Globally, the box office is expected to climb from $29.7 billion in 2024 to $37.7 billion by 2029—still short of the $39.4 billion earned in 2019.
PwC’s report also observes the long-term evolution of the U.S. film sector. “In recent years, the U.S. film sector has been disrupted. The streamers overturned traditional business models, the pandemic hit the box office, and the 2023 strikes stymied the post-COVID-19 recovery. But U.S. industry history reveals that the sector has experienced challenges many times before, with everything from the conversion to sound to the anti-trust legislation of the 1940s, the arrival of TV as a mass medium in the 1940s and 1950s, and the VHS revolution of the 1970s. In each case, the sector recovered. It is doing so again now.”
The growth that is occurring, the report notes, is largely being driven by franchise films. In 2024, Disney led the U.S. market with Inside Out 2, Deadpool & Wolverine, and Moana 2 among the year’s top five hits. Major studios including Universal, Warner Bros., Sony, and Paramount also scored big with tentpole releases, many of which will extend into 2025. That year is projected to bring a robust slate of 110 films in wide release—up from 95 in 2024.
However, mid-budget films, including many award contenders, continue to struggle at the box office. According to the report, “These are the pictures that spectators seemingly prefer to watch at home.”

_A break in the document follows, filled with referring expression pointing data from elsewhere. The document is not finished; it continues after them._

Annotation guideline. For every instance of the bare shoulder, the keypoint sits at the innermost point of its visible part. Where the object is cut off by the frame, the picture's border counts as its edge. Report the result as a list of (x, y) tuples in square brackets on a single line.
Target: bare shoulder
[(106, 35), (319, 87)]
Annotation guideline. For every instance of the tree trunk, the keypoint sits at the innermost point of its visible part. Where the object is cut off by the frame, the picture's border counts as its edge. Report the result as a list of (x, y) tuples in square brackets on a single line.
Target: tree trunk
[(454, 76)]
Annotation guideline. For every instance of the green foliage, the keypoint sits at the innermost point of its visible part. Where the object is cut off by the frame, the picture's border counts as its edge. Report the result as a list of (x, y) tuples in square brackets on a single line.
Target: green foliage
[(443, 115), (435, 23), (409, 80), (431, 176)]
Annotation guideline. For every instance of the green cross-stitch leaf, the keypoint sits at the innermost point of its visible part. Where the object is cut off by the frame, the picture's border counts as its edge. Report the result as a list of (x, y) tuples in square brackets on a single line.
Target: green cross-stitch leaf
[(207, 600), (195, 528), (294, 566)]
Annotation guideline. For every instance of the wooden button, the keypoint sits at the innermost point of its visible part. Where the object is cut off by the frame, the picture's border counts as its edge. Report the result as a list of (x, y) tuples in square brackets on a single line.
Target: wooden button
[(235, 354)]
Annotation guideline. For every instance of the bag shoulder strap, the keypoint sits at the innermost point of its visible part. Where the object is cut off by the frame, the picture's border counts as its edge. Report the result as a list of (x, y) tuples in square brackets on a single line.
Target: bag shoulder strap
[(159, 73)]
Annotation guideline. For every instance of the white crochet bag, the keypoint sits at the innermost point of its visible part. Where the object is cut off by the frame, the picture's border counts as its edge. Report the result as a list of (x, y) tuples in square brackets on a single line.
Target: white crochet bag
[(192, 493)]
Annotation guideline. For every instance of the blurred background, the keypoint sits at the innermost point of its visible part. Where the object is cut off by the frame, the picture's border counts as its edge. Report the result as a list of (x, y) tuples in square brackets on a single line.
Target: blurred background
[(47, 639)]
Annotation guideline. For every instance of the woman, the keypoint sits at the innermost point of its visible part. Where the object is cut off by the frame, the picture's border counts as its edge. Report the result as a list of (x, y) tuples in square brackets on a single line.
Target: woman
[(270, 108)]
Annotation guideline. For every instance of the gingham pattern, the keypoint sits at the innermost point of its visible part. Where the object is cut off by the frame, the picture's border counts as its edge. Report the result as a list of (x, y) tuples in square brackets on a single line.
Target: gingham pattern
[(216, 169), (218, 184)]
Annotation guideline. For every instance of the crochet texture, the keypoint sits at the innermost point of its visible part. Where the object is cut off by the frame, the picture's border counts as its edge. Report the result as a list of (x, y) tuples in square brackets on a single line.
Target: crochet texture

PwC also signals a decline in experiments with simultaneous theatrical and streaming releases. “This reveals a shift in the studios’ mindset and an acknowledgement that releasing in cinemas first is still regarded as the most reliable way to drive ancillary sales,” the report says, noting that streamers like Apple and Amazon MGM have committed to theatrical windows for major films.
Though Netflix continues to prioritize streaming, even for prestige films like Emilia Pérez, which earned 13 Oscar nominations despite only a limited theatrical run, other studios are leaning into cinema’s appeal. “U.S. exhibitors have been trumpeting research that suggests the public is re-embracing the theatrical experience,” PwC states, citing UCLA findings that label opening weekend cinema visits as the top activity choice among people aged 10 to 24.
To attract premium audiences, cinemas have leaned into luxury upgrades, loyalty clubs, and immersive formats like PLF (Premium Large Format) and IMAX. As of 2024, North America hosts 950 large-format screens—up 37 percent from five years ago—and 2025 will see at least 14 films shot in IMAX hitting the big screen globally.
One of the biggest structural shifts came in 2024, when Sony acquired the Alamo Drafthouse theater chain—becoming the first major studio to own exhibition assets since the 1940s. “Anti-trust legislation that had been in place for over 70 years, from 1948 to 2020, meant that Hollywood studios were previously prevented from owning their own movie theatres,” PwC explains. Now, with those restrictions gone, other studios may follow suit, enabling full vertical integration in Hollywood once again.
Despite the bumps in the road, the study suggests that the cinema industry is gradually adapting. While full recovery is still five years away, the groundwork is being laid for a long-term resurgence—one fueled by high-impact tentpoles, rising premium experiences, and the enduring power of the theatrical release.